50 years ago, five Italian construction workers including Pasquale Allegrezza, Giovanni Correglio, Giovanni Fusillo, and Alessandro and Guido Mantella, died while working in a dangerous tunnel near Yonge Street in Toronto, remembered as the Hoggs Hallow disaster. Knowing that workers without full status were facing flagrant workplace violations, negligent employers and little legislative protection from occupational hazards, workers across the city rose up, and carried out a series of actions and strikes in a fight to organize the building trades.

Today, fifty years later, racialized communities, immigrants, migrants and undocumented people continue to work in dangerous and sometimes murderous conditions. Not having full status means lax enforcement of health and safety legislation, absence of meaningful laws to protect workers, and negligent employers and recruiters who sacrifice health and safety of workers to gain further profit for themselves. This long-term negligence reveals the lack of social and political will in Canada to ensure justice and protection of all workers.

Workers without full status are often denied just compensation when they get injured or ill due to their labour. They are prevented from access to healthcare and translation services. They get deported because they are considered a burden on the health care system, and their injury is named a “breached employment contract.” They are unable to access full care in countries they are deported to. Like all injured workers, compensation by Workplace Safety and Insurance (WSIB) is inadequate.

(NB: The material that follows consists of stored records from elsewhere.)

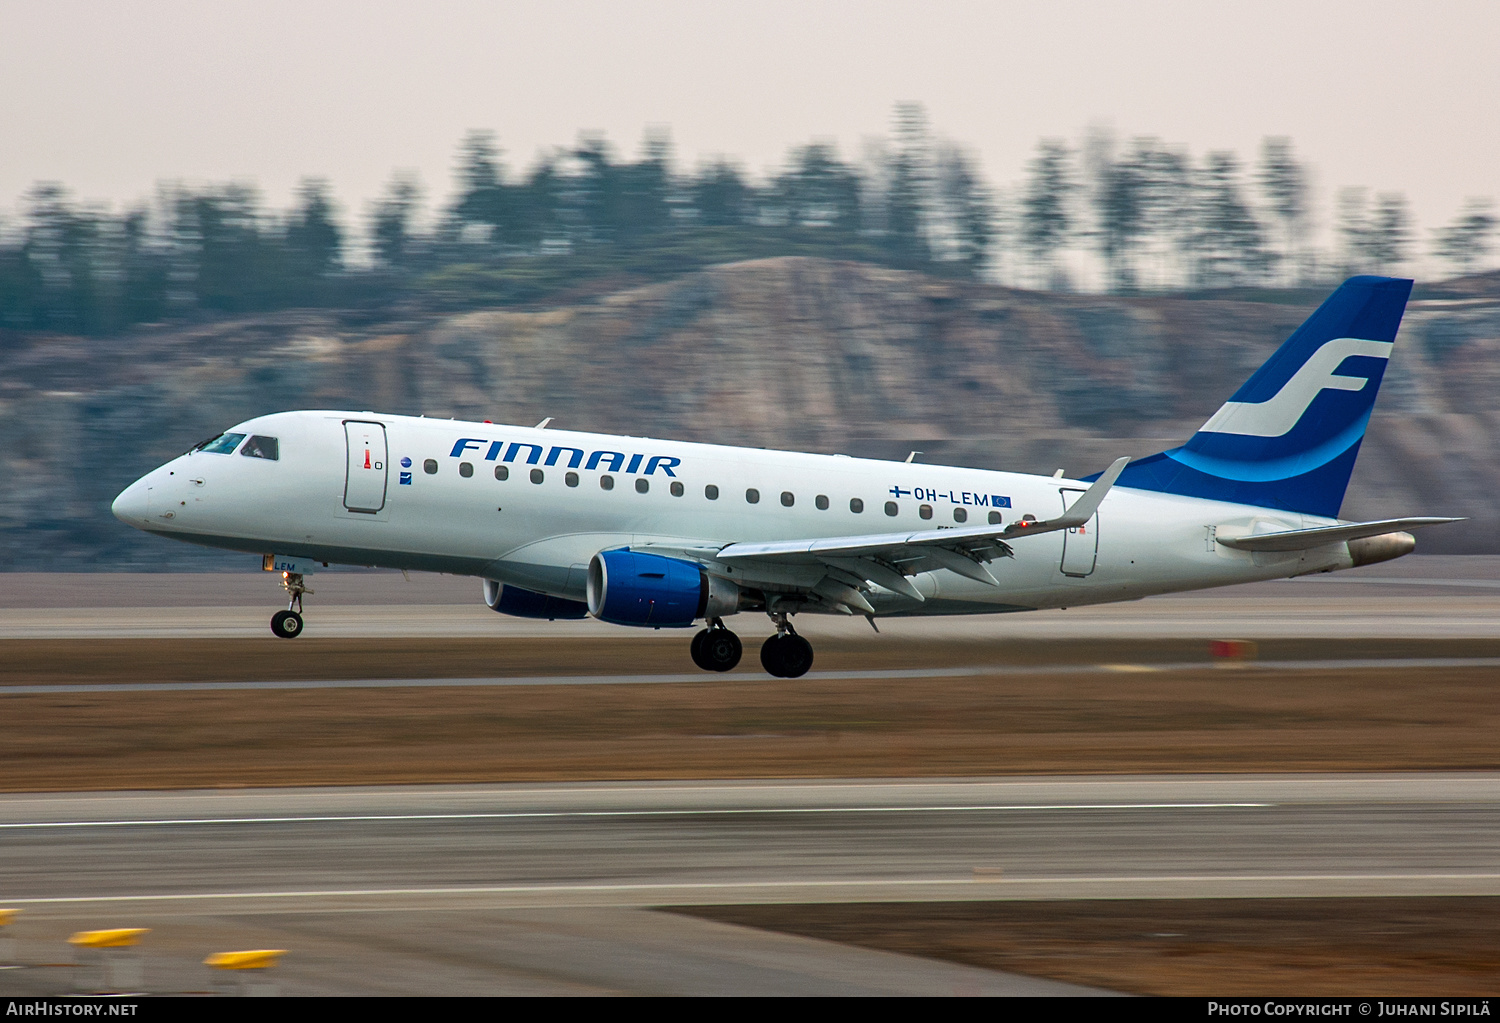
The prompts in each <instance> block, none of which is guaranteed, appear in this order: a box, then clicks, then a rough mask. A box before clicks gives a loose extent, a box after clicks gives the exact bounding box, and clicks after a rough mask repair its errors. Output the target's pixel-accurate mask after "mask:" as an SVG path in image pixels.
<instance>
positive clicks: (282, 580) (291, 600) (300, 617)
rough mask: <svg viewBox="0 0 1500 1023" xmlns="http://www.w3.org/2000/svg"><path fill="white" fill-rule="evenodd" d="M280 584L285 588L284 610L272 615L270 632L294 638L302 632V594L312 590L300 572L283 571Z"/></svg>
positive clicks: (299, 635) (278, 610) (301, 573)
mask: <svg viewBox="0 0 1500 1023" xmlns="http://www.w3.org/2000/svg"><path fill="white" fill-rule="evenodd" d="M282 586H284V588H285V589H287V610H278V612H276V613H275V615H272V633H275V634H276V636H279V637H282V639H296V637H297V636H300V634H302V595H303V594H311V592H312V589H309V588H308V583H306V582H305V580H303V574H302V573H300V571H284V573H282Z"/></svg>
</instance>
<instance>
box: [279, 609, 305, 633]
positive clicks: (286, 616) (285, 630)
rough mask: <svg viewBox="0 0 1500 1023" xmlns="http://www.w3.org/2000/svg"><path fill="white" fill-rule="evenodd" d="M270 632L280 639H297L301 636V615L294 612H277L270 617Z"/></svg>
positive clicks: (282, 610) (301, 628) (288, 611)
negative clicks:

Four men died on Christmas Eve, but every day, countless workers are killed or maimed on the job, while those responsible, employers, recruiters and government officials, do not face media or public scrutiny. In 2008, 488 workers were reported killed because of their labour in Ontario alone. Many more deaths went unreported. Thousands more workers were injured, many of whom have to learn to live with their injuries permanently. How many will have to die or be injured before this government ensures that our communities are meaningfully protected?

Government officials, recruiters and employers need to be persecuted while those precariously employed need to be protected at work! While we commemorate and celebrate the lives of these workers, we also demand justice for the workers, their families and all migrant workers across this province. Broad and far reaching changes are needed.

Dilshod Mamurov, Aleksey Blumberg, Fayzulla, Vladimir Korostin, and all injured and killed workers demand this.

This is first in a series of actions, please keep checking the website for updates.

1 comment:

Anonymous said...

Thanks for that update. Sid Ryan wants a criminal probe, I believe he wants to see Bill C-45 used to its fullest extent in this case. I know I do.